Video and Rich Media Strategies for 2007

When we look back at 2006, we’ll wonder how so much happened in so little time. Acquisitions of Web properties with real audiences shook up the media landscape, and the seeds of new content distribution channels were sown. Media companies old and new seized various opportunities to capitalize on online video viewership, creating fertile ground for ad growth for years to come. Streaming-video ad serving vendors were acquired by ad serving’s old guard, adding the potential for many new measurability and accountability dimensions.

If advertisers and agencies saw this coming, they were way ahead of the game. If you are even remotely involved in creating or planning rich media or video advertising, these are some strategies you should be exploring now to be as effective as possible next year.

APIs

APIs (define) allow data to be passed back and forth between Web-based applications. The Web site mashup phenomenon (e.g., Google Maps) is a direct result of companies providing consumers with access to technologies that were previously off-limits.

Expect APIs to be further opened in the world of online video. Allowing consumers and advertisers to use and plug into popular video sites’ community and sharing features will ultimately create more advertising inventory and innovative experiences.

Ubiquity and Serialization

In 2006, for the first time since the dot-com heyday, we saw what appeared to be the success of serialized programming online. Whether it was the hipster-focused “The Burg,” “Ask A Ninja,” Ze Frank’s podcast, or Rocketboom, it’s been proven that audiences can be secured, grown, and sustained via effective content distribution and community.

Content has the potential to become more ubiquitous and available than ever before. Original content (think: branded entertainment) created by advertisers and made available (and, of course, promoted) in numerous distribution channels can exponentially increase the number of views that content might receive.

With the right combination of entertaining content, the patience (and strategy) to grow an audience, community features that drive engagement, and distribution and promotion channels to raise its profile, you could have a winner on your hands. But it’s got to be good.

Virtual Worlds

There’s more to virtual worlds than Second Life. MTV.com’s Laguna Beach and many others reach the same audiences. If you’re looking to reach the elusive 18-24 year old demographic, odds are you’ll find them spending real time in other virtual worlds. Familiarize yourself with what’s out there, and be a bigger fish in a smaller pond to your target audience.

Video Ad Networks

It used to be that video ad networks were purely the domain of specialists. Now the world’s largest online ad networks are joining the fray. Advertising.com, ValueClick, and others are now distributing content and selling video inventory.

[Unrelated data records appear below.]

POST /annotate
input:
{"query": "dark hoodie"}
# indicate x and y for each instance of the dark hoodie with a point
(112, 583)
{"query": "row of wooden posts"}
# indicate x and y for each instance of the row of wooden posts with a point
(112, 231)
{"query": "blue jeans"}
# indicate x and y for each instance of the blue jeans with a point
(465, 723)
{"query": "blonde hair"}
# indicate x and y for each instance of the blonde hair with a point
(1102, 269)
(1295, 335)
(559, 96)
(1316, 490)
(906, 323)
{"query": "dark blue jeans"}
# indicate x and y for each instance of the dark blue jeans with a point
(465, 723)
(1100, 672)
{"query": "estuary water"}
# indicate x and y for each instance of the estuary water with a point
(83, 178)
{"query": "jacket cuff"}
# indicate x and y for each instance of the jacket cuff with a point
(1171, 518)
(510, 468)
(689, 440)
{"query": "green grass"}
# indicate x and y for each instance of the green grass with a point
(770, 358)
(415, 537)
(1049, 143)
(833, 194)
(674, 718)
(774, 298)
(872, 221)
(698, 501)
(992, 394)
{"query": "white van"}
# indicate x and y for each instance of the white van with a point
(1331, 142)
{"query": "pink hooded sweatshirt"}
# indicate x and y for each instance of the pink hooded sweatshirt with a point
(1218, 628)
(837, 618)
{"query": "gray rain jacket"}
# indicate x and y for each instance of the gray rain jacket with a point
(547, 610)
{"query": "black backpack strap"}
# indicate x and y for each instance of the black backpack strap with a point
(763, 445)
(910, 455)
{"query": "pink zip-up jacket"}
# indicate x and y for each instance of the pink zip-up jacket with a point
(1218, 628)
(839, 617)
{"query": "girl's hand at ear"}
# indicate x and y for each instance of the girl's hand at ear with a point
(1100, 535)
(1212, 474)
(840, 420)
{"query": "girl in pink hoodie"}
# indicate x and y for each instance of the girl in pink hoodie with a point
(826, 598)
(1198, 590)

The combined reach of any one of these networks could rival many cable TV networks, and behavioral and other targeting technologies could make them capable of much better targeting.

The Surge of Online-Only Campaigns

In 2007, we’ll likely see more brand advertisers develop campaigns specifically for the Web after seeing mixed results from porting their traditional campaigns or just maintaining consistency. Audiences exhibit different behavior online, even though they are the same people reached via other media. We’ll likely begin to see preliminary results from Ford’s ambitious Bold Moves campaign in the coming months, and it will likely inspire other advertisers to take similar (but less desperate) approaches.

Why wait for that to happen? Original advertising created exclusively for online audiences (with potential to leap into other media) will succeed, either as content or in a more classic commercial format. But commercial formats must break free of the classic :15 or :30 model. An effective message can be delivered in under 10 seconds. Only then will audiences begin to accept the pre-roll (or any-roll, for that matter). On-demand, free media can be ad-supported, and at least one advertiser and publisher will get it right in ’07.

Genuine Internet Celebrity

Stay on top of not only who’s reporting the news online but who’s making it. As soon as amateur content creators are compensated for their content, they become professionals. Don’t miss an opportunity to create a relationship with an influential personality who has street cred and can speak directly to your audience in a voice they already trust.

Reinterpretation

For some time, technology has been making the reinterpretation of both video and audio content much easier to an increasingly more novice consumer group. And it’s going to get easier. As copyright compromises, Creative Commons licenses, and general licensing deals make content easier to find, audiences will have more freedom to reinterpret content.

If your brand can be involved (even associated with a content creator/producer to provide better access), your audience’s creative spirit can be unleashed with an authenticity that can do more than any single commercial could deliver.

These aren’t the predictions folks have come to expect from online gurus. Consider them sage advice. They are the evolution of strategies and opportunities we’ve seen mature in 2006 and are ripe for further exploration. They’re a combination of rewarded success and learned-from mistakes. By delving further into these trends, you’ll reap rewards from not only being first, but being right.